Abstract 16404: CETP Inhibitor K-312 Lowers PCSK9 Expression and LDL Cholesterol Levels in vivo

Background: Despite potent LDL-cholesterol (LDL-C) therapies, substantial residual cardiovascular risk remains. Proprotein convertase subtilisin/kexin 9 (PCSK9) is a promising target for lowering LDL-C. We recently demonstrated that K-312, originally found as a cholesteryl ester transfer protein (CETP) inhibitor, decreased PCSK9 expression in vitro through the reduction of its promoter activity. The present study has further examined the underlying molecular mechanisms and in vivo effects of K-312 on PCSK9 levels using mass spectrometry. Methods and Results: CETP silencing by siRNA in the human hepatocyte cell line HepG2 did not compromise suppression of PCSK9 expression by K-312, indicating a mechanism independent of CETP inhibition.
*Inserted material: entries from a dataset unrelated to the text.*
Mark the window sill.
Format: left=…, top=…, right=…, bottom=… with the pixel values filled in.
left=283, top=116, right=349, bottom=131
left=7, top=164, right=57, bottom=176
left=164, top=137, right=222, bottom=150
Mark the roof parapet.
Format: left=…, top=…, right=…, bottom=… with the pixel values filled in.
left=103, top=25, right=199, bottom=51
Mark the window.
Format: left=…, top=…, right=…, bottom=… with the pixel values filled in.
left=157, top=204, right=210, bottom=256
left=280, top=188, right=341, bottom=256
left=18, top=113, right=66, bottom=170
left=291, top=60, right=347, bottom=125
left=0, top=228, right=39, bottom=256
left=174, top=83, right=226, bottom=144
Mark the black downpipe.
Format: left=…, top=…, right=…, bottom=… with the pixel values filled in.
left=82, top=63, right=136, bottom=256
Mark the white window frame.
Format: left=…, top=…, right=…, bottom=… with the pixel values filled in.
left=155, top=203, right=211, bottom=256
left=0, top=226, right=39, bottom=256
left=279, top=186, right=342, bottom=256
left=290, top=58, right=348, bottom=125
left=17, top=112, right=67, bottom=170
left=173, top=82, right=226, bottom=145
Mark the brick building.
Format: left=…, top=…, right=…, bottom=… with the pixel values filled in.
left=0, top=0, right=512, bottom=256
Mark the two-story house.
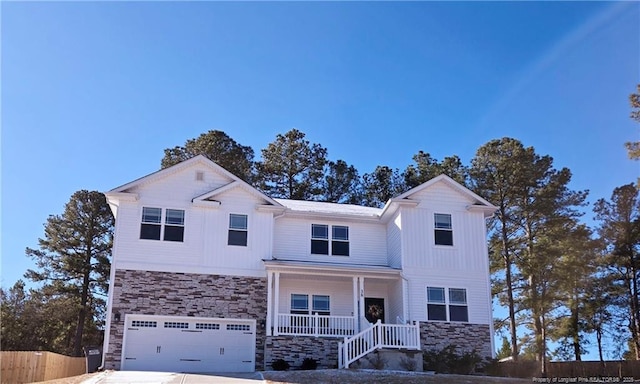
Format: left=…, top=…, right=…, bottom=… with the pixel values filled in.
left=104, top=156, right=495, bottom=372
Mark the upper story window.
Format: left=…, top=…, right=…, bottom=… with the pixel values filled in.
left=227, top=213, right=249, bottom=247
left=164, top=209, right=184, bottom=241
left=427, top=287, right=469, bottom=322
left=311, top=224, right=349, bottom=256
left=433, top=213, right=453, bottom=245
left=140, top=207, right=184, bottom=242
left=291, top=293, right=331, bottom=316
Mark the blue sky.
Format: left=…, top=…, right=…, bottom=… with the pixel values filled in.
left=0, top=2, right=640, bottom=358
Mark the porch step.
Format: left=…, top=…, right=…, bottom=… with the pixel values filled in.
left=351, top=348, right=423, bottom=372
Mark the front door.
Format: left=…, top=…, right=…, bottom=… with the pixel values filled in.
left=364, top=297, right=384, bottom=324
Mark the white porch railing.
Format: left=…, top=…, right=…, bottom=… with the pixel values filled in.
left=274, top=313, right=356, bottom=337
left=338, top=320, right=420, bottom=368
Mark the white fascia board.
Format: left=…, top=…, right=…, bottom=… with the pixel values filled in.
left=191, top=200, right=221, bottom=208
left=467, top=204, right=498, bottom=218
left=256, top=204, right=286, bottom=213
left=104, top=192, right=138, bottom=202
left=263, top=259, right=402, bottom=279
left=380, top=198, right=420, bottom=222
left=284, top=209, right=380, bottom=223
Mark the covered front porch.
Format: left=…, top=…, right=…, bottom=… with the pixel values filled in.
left=264, top=260, right=407, bottom=338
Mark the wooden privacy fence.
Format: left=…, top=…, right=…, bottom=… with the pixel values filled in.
left=0, top=351, right=87, bottom=384
left=499, top=360, right=640, bottom=382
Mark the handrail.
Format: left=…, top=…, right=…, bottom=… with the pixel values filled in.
left=338, top=320, right=420, bottom=368
left=274, top=313, right=356, bottom=337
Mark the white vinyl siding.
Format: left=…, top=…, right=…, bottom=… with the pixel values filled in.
left=108, top=169, right=274, bottom=277
left=273, top=216, right=388, bottom=266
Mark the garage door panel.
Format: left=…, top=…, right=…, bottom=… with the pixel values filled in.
left=122, top=315, right=256, bottom=372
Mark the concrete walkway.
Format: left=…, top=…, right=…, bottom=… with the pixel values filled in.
left=82, top=371, right=265, bottom=384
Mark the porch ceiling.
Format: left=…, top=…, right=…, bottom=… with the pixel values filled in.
left=263, top=259, right=401, bottom=279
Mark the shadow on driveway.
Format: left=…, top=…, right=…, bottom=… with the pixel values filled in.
left=82, top=371, right=265, bottom=384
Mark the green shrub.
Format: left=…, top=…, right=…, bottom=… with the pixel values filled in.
left=271, top=359, right=291, bottom=371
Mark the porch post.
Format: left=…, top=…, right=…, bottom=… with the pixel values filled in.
left=401, top=278, right=411, bottom=324
left=353, top=276, right=361, bottom=335
left=266, top=271, right=273, bottom=336
left=358, top=276, right=364, bottom=319
left=273, top=272, right=280, bottom=336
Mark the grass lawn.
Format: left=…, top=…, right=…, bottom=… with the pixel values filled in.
left=262, top=369, right=531, bottom=384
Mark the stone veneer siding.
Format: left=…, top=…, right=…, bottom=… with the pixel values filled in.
left=264, top=336, right=342, bottom=370
left=420, top=322, right=492, bottom=358
left=105, top=269, right=267, bottom=370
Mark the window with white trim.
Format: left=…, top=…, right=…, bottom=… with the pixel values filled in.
left=140, top=207, right=184, bottom=242
left=227, top=213, right=249, bottom=247
left=433, top=213, right=453, bottom=245
left=291, top=293, right=331, bottom=316
left=427, top=287, right=469, bottom=322
left=311, top=224, right=349, bottom=256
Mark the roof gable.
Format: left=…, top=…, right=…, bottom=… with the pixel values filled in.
left=107, top=155, right=281, bottom=207
left=396, top=174, right=496, bottom=208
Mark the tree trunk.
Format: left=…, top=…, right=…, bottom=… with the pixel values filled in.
left=596, top=328, right=604, bottom=363
left=73, top=249, right=92, bottom=356
left=629, top=264, right=640, bottom=360
left=502, top=216, right=518, bottom=361
left=571, top=296, right=582, bottom=361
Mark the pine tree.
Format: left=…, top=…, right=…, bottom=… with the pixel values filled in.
left=161, top=130, right=254, bottom=182
left=25, top=190, right=114, bottom=356
left=256, top=129, right=327, bottom=200
left=594, top=184, right=640, bottom=356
Transcription factors sterol-regulatory element binding protein (SREBP)-1 and SREBP-2 bind to the sterol regulatory element (SRE) of PCSK9 promoter when their precursor forms are cleaved into active forms. K-312 treatment decreased binding of SREBP-1 and SREBP-2 to SRE of the PCSK9 promoter (chromatin immunoprecipitation) and active forms of SREBP-1 and SREBP-2 (western blotting), suggesting the suppression of PCSK9 expression by K-312 involves SREBP-1 and SREBP-2. We then examined the effects of K-312 in cholesterol-fed New Zealand White rabbits administered either vehicle (N=7) or K-312 30 mg/kg (N=7) for 2 weeks. K-312 treatment decreased LDL-C (vehicle: 272.5 ± 42.2 mg/dl; K-312: 193.0 ± 36.5 mg/dl), increased HDL cholesterol (vehicle: 29.9 ± 3.7 mg/dl; K-312: 93.3 ± 14.7 mg/dl) and decreased PCSK9 mRNA levels in the liver by 63%. We further used two mass spectrometry-based approaches to measure PCSK9 levels in rabbit plasma: spectral counting and a novel high resolution (HR)-MS/MS quantification method. Immunoprecipitation of PCSK9 successfully enriched PCSK9 signal. Spectral counting and HR-MS/MS of PCSK9 peptides both demonstrated that K-312 treatment significantly decreased plasma PCSK9 levels by 76% (p<0.01) and 60% (p<0.05), respectively. Conclusion: K-312 may lower LDL cholesterol levels by suppressing CETP activity and PCSK9 expression, serving as a novel therapy for dyslipidemia and cardiovascular disease.